Consider $M$ be the $\sigma -$algebra of Lebesgue measurable sets and $\mu $ the Lebesgue measure. Denote by $P$ the set of $p-$measurable sets, that is the sets $A\in \mathcal{P}\left( \mathbb{R} \right) $ such that the set \begin{equation*} \left\{ x\in \left[ 0,1\right] \mid 1+x^{2}\in A\right\} \end{equation*} is $M_{\left[ 0,1\right] \text{ }}-$measurable. Prove
(a) the function \begin{equation*} \nu :A\rightarrow \left[ 0,\infty \right] , \quad \nu \left( A\right) =\mu \left( \left\{ x\in \left[ 0,1\right] \mid 1+x^{2}\in A\right\} \right) \end{equation*} is a complete measure and
(b) show that $$ \int_{\left[ 0,\infty \right) }\sqrt{x}d\nu \left( x\right) =\int_{\left[ 0,1% \right] }\sqrt{x^{2}+1}d\mu \left( x\right) $$ and compute $$ \int_{\left[ 0,\infty \right) }\sqrt{x}d\nu \left( x\right) . $$ Let's say that for the part (a) is an easy verification of definitions: the image of the empty set is $0$, $\nu$ is countable additive and for all $Z$ in A with $\nu(Z)=0$, every subset of $Z$ lies in $A$. For the second part, I don't know how to apply the Radon-Nycodim theorem to prove the equality from b. I think that the last integral can be computed using the equality above and the fact that the RHS integral is equal with Riemann integral of the function $\sqrt{x^2+1}$ on $[0,1]$. Am I right?
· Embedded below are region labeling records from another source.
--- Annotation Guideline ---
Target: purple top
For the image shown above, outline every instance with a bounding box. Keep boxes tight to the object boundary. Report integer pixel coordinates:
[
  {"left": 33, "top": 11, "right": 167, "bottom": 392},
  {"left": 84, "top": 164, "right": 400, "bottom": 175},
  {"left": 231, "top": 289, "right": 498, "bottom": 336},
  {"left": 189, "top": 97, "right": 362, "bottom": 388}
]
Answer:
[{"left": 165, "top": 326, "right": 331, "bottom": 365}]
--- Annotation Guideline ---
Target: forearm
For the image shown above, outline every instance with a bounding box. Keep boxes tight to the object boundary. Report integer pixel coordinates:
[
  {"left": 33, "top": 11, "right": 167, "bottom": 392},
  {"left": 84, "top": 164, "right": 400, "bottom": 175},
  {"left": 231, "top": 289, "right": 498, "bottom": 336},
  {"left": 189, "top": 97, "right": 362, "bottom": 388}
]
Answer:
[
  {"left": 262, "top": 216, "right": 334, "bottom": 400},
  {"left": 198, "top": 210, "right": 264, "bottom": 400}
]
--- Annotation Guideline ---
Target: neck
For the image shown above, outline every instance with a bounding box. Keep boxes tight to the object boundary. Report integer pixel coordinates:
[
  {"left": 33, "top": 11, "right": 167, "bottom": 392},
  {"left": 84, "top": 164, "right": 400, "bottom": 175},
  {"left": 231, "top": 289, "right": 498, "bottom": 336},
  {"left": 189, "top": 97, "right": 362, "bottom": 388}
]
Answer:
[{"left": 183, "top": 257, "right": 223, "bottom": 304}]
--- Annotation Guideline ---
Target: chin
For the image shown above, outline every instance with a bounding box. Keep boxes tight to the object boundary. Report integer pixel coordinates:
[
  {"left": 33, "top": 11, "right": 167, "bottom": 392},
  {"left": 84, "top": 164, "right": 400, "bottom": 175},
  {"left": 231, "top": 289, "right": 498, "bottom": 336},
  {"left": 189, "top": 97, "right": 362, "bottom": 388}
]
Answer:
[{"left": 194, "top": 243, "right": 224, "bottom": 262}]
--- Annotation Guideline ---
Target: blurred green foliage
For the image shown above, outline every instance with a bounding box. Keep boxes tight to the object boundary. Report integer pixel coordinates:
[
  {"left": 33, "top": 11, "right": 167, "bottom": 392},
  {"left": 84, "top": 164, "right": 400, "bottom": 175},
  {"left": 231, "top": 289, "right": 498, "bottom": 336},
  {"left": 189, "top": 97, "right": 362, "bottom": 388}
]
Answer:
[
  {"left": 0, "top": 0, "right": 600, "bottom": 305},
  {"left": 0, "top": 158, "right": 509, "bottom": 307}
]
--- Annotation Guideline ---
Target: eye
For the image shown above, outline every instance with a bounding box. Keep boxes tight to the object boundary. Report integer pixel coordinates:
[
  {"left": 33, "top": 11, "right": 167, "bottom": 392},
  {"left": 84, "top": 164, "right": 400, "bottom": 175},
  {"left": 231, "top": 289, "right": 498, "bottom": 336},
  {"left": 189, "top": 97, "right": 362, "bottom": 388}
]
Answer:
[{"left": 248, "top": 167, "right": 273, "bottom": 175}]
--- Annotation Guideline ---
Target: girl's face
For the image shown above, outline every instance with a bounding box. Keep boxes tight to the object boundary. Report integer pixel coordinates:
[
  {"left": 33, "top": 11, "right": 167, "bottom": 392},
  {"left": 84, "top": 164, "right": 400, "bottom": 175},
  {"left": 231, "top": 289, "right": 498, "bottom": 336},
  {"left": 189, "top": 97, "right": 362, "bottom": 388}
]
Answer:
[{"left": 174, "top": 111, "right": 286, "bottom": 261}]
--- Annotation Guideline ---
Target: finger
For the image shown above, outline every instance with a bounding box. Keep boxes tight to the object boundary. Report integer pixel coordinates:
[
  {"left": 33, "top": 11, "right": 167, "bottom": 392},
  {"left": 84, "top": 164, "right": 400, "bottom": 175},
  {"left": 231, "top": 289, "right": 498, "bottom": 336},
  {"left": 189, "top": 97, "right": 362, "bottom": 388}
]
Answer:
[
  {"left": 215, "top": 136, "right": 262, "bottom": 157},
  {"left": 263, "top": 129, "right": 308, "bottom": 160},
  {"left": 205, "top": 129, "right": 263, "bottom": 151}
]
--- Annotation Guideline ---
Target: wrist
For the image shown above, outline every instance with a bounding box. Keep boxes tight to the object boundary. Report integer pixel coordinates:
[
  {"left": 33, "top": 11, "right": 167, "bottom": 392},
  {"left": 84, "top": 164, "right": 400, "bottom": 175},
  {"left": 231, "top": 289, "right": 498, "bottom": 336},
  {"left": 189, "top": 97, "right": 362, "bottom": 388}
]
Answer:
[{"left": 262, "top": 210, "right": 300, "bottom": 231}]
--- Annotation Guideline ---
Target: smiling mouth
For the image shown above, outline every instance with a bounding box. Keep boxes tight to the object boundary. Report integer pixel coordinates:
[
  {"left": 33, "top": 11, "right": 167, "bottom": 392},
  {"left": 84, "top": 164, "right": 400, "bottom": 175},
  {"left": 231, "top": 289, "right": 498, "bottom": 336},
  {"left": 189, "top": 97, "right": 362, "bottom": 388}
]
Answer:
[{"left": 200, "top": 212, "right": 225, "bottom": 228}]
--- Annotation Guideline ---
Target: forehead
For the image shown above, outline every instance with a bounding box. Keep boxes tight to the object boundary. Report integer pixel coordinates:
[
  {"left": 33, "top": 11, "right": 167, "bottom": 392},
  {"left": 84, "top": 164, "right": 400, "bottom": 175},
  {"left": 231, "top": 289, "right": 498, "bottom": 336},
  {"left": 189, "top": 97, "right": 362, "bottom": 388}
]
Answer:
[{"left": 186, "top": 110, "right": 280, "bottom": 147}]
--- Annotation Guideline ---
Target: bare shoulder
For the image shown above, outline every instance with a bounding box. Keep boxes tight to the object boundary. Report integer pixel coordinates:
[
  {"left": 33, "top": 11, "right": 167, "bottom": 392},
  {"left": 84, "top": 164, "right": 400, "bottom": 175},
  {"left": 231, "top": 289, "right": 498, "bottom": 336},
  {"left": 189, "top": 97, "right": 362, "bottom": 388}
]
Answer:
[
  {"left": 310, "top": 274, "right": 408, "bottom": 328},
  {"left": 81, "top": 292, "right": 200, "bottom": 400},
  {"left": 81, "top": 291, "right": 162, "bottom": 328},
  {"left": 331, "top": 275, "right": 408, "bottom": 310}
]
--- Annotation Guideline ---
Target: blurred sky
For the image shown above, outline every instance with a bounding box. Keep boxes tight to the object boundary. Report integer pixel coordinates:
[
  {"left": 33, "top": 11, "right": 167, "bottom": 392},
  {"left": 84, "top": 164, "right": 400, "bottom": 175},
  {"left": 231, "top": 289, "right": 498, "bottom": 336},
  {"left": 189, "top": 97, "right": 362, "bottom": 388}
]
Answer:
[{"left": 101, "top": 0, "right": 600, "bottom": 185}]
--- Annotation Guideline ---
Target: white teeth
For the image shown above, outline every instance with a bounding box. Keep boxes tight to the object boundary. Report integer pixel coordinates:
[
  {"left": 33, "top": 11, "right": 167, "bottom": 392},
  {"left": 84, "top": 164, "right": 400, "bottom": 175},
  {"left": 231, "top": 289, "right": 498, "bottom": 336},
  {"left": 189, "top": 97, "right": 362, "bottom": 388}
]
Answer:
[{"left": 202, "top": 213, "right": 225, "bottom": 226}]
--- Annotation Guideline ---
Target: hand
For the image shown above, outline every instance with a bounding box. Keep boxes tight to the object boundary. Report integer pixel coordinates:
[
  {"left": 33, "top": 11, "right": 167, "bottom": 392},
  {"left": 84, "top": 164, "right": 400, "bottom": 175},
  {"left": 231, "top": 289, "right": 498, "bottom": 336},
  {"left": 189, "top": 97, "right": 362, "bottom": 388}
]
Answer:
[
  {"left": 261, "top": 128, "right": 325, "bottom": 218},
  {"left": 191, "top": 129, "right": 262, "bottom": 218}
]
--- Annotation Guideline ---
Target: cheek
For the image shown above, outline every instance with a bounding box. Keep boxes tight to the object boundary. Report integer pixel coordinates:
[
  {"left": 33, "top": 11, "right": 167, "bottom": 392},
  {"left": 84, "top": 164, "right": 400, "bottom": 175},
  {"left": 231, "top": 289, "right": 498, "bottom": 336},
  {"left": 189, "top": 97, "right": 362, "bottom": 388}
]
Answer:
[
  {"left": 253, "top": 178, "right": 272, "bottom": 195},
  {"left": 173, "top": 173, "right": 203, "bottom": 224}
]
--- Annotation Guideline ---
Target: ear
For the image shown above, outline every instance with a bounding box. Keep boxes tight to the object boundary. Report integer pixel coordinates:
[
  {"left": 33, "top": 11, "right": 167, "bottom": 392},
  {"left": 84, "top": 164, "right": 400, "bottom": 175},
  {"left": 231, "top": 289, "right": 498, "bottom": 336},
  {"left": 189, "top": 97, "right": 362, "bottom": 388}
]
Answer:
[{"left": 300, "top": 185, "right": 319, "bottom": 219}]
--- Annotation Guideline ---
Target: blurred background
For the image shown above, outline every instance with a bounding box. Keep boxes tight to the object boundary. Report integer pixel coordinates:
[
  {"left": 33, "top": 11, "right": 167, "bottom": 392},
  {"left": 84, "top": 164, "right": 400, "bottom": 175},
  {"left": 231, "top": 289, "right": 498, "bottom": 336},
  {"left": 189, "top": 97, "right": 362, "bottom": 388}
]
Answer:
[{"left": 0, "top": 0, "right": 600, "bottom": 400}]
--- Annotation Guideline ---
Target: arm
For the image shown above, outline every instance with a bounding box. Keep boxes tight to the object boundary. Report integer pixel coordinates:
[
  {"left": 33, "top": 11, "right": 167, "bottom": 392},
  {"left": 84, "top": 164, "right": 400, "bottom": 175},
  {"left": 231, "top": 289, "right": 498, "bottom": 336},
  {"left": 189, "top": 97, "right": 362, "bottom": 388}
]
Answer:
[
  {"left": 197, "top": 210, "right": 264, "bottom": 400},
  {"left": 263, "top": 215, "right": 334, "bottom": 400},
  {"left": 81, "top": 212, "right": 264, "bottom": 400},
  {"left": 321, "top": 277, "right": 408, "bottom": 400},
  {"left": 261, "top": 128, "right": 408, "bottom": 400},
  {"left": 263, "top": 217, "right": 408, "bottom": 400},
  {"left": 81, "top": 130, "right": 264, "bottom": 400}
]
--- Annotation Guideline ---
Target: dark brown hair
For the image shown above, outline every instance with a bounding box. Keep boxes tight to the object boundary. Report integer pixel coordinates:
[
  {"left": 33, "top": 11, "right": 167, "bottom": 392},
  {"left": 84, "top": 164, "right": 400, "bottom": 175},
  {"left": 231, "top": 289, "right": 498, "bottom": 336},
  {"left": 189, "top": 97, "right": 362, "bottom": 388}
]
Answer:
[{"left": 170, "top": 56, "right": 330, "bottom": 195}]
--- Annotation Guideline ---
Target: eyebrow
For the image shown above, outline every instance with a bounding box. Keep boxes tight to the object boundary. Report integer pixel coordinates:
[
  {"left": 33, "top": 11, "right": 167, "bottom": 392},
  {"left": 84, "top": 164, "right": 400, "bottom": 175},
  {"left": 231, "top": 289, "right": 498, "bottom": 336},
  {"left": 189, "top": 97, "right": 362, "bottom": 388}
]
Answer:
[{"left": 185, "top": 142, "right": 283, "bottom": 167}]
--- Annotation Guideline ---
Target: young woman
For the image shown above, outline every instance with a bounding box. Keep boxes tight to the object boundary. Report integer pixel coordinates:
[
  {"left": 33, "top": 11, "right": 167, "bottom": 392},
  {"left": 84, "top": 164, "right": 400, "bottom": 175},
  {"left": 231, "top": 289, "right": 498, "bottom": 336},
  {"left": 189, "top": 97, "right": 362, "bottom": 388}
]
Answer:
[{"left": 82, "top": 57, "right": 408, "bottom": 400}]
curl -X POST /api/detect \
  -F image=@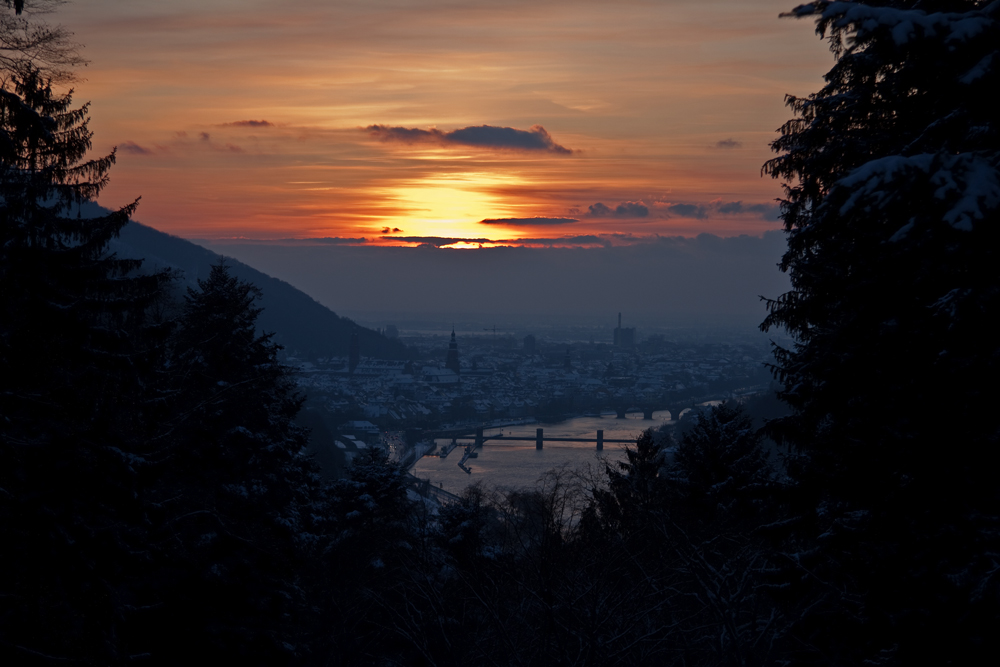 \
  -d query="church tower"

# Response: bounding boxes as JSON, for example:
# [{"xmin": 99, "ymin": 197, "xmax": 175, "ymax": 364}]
[{"xmin": 444, "ymin": 327, "xmax": 461, "ymax": 375}]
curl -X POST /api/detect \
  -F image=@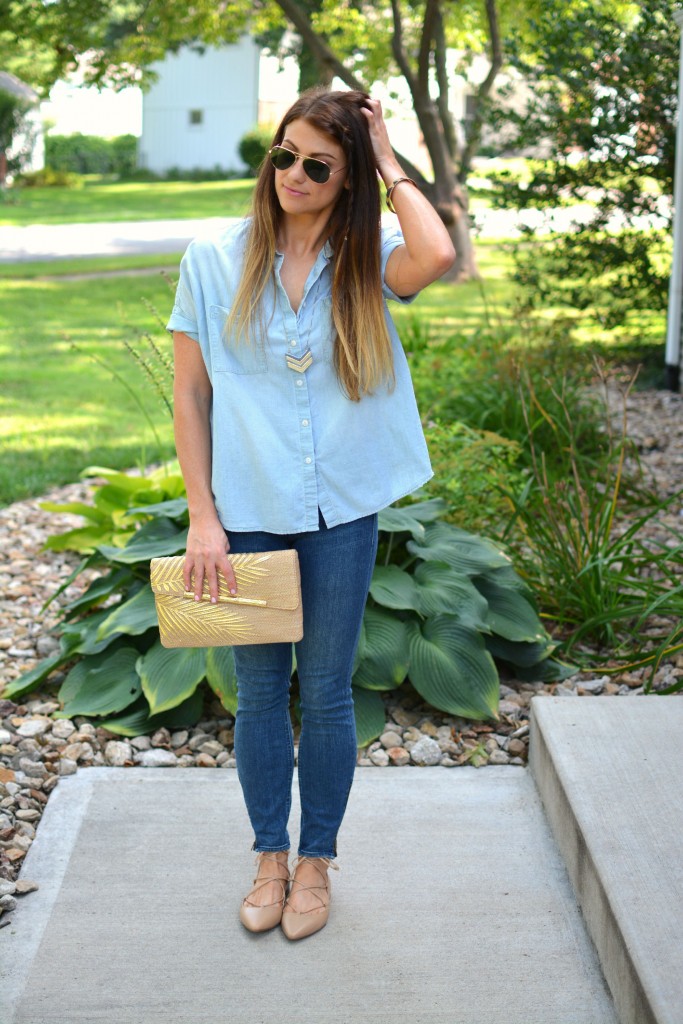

By definition $\int f d\nu =\int f(1+x^{2})d\mu$ when $f=I_A$. This implies that the equation holds for simple functions and then for all non-negative Borel measurable functions, In particular it holds for $f(x)=\sqrt x$. Thus $\int \sqrt x d\nu =\int \sqrt {1+x^{2}} d\mu$. (Evaluation of $\int \sqrt {1+x^{2}} d\mu$ is standard: You can write it as $x\sqrt {1+x^{2}}|_0^{1}-\frac 1 2\int \frac x {\sqrt {1+x^{2}}} d\mu (x)$ and then make the substitution $y=1+x^{2}$).